The 2nd cohort of PhD students of R3 continues to strengthen the statistical side of data analysis with two PhD students working on post-selection Inference for Prediction Performance (Pascal Rink) and on statistical hypotheses testing and interval estimation for prediction performance (Vladimir Vutov).

Also, we do have two PhD students (Lena Ranke, Gideon Klaila) who are investigating concepts of topological data analysis and its theoretical foundations. This is a new research direction of our RTG with a high-potential of collaborations with the PhD projects working on the benchmark applications but also to Research Area R2.

Furthermore we continue our work on mathematical foundations of deep learning where several PhD students (Maximilian Schmidt, Hannes Albers, Johannes Leuschner, Jean Le'Clerc Arrastia, Jose Carlos Gutierrez Perez) are working on theoretical as well as applied topics related to digital pathology and tomography.

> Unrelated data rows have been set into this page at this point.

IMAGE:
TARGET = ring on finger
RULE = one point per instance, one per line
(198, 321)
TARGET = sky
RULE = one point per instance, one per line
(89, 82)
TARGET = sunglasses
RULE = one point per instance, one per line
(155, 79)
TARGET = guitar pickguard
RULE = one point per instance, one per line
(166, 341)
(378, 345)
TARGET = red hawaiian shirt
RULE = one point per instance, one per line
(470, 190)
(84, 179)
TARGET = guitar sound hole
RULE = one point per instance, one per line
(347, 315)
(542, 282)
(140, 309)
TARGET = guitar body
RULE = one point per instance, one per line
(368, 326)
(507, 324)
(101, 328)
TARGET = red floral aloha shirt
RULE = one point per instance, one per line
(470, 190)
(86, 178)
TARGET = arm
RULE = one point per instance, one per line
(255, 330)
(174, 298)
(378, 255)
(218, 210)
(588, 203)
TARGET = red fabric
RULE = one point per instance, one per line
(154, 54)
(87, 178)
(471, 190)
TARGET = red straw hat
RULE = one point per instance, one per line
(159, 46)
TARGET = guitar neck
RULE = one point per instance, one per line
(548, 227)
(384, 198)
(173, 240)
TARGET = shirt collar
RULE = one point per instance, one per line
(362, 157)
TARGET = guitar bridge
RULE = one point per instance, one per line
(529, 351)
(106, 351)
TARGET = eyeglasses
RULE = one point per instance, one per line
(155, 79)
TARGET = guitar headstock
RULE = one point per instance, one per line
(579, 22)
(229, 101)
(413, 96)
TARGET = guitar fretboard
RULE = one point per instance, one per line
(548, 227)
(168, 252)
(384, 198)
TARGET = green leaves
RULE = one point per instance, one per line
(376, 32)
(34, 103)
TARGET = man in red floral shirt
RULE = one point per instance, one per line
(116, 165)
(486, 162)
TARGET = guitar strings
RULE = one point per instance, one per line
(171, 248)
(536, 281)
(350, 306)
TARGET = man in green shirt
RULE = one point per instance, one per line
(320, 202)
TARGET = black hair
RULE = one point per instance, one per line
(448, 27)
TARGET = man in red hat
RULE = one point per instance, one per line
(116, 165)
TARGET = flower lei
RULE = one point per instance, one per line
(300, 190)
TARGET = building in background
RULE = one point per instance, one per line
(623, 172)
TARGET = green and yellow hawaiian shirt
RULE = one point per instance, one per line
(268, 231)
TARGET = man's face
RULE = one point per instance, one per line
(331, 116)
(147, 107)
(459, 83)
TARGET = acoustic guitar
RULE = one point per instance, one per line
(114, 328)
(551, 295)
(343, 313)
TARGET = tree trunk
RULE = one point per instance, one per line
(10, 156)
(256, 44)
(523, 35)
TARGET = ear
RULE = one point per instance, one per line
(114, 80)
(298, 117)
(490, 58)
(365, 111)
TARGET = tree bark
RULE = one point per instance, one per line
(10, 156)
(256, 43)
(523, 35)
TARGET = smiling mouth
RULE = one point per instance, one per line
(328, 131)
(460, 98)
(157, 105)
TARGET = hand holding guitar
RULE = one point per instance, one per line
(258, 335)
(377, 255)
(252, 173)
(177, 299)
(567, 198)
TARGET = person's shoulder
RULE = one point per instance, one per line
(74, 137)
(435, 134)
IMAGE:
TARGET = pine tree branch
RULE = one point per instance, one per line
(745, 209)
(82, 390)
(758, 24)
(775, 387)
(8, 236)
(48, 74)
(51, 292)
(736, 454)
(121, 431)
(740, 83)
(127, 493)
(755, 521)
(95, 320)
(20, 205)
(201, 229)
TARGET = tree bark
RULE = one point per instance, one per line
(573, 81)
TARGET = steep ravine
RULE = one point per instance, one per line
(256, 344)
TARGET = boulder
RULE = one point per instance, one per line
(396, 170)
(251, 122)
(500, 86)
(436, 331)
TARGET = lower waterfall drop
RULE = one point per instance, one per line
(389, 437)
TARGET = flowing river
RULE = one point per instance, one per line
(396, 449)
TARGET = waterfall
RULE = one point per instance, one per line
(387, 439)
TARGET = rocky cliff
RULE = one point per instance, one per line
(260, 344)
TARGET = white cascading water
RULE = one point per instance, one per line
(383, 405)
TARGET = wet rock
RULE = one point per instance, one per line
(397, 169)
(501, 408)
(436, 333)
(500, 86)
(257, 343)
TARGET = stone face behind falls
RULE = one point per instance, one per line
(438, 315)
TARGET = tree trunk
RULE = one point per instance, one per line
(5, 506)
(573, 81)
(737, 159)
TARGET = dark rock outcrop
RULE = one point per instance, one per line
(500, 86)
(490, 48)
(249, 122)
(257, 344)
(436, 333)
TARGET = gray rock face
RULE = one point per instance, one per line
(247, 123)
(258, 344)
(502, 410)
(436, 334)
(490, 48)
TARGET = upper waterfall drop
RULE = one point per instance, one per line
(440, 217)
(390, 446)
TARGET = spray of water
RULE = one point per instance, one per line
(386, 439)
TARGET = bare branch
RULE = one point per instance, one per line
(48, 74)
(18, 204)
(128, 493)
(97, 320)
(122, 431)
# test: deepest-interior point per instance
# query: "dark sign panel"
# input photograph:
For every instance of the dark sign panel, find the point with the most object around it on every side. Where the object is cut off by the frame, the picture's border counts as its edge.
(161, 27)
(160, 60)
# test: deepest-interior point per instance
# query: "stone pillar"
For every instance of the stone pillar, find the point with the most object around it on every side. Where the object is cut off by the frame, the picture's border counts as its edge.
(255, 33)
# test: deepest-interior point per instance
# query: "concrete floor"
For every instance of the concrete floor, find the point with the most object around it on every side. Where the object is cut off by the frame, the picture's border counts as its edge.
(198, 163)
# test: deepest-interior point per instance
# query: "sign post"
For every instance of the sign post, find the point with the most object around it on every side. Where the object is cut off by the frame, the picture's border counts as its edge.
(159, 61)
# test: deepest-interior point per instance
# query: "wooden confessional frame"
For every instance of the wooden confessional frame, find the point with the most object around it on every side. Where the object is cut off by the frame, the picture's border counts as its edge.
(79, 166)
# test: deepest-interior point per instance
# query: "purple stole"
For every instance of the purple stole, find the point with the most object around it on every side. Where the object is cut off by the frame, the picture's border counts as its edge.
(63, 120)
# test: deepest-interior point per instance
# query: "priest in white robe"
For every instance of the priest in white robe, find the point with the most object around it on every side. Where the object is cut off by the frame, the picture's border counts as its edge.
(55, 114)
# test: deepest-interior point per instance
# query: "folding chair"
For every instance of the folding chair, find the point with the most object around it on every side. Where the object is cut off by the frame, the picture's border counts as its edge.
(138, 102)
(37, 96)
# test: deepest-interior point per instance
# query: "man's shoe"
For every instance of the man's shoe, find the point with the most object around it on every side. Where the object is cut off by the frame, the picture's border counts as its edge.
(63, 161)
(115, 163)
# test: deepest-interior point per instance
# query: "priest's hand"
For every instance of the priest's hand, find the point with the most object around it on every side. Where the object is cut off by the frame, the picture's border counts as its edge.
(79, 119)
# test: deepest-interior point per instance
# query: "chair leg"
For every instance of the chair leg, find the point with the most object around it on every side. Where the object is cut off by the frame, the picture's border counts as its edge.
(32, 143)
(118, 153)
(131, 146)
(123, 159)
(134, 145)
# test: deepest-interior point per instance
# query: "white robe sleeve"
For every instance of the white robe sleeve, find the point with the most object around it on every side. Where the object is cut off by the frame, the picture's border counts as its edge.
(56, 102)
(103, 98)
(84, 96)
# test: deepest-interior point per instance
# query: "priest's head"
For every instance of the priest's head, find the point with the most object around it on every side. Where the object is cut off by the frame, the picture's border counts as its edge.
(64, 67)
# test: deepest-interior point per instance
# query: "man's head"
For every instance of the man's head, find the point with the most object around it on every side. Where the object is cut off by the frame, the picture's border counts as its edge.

## Optimal model selection

As part of research area 3 in the 1st cohort, the task of optimal model selection in supervised machine learning was addressed in PhD project R3-4. Data splitting is essential to separate model development and selection on the one hand and model evaluation on the other hand. However, the frequently recommended strict evaluation of only a single final model which must be selected before based on independent data is quite inflexible. Therefore, the main goal of this research project was to utilize the test data for model selection by employing a subset selection rule in conjunction with an adjusted final analysis on the test data. A novel subset selection rule which was derived in the framework of Bayesian decision theory was proposed. The general goal of this optimal EFP selection rule to maximize the posterior expected utility, the expected final performance, based on the current state of knowledge. The main innovation was the hereby employed utility function which is independent of the subset size. This is an advantage to other approaches because the procedure has no additional hyperparameters to be determined by the practitioner. Moreover, the so-called maxT-approach to the simultaneous assessment of sensitivity and specificity as co-primary endpoints for multiple binary classifiers was adapted. This extends the default evaluation strategy in confirmatory (phase III) diagnostic test accuracy studies where usually only a single candidate model is assessed. The co-primary endpoint analysis is the standard approach in such studies as overall accuracy alone is rarely sufficient to adequately capture the performance of a classifier for medical testing applications. The new procedure asymptotically controls the FWER in the strong sense. For finite sample sizes, this approach is too liberal under least-favourable parameter configurations, in particular when many models are compared against baseline values close to one. However, in realistic scenarios in the machine-learning context, the FWER was always controlled regardless of the employed selection rule in our numerical experiments (see M. Westphal, W. Brannath: Improving Model Selection by Employing the Test Data, 2019 and M. Westphal, A. Zapf, W. Brannath: A multiple testing framework for diagnostic accuracy studies with co-primary endpoints, 2019).

These concepts were successfully applied to testing different neural network designs for clustering of MALDI data and subsequent classification tasks in digital pathology. For further results on analyzing hyperspectral MALDI data see the benchmark application.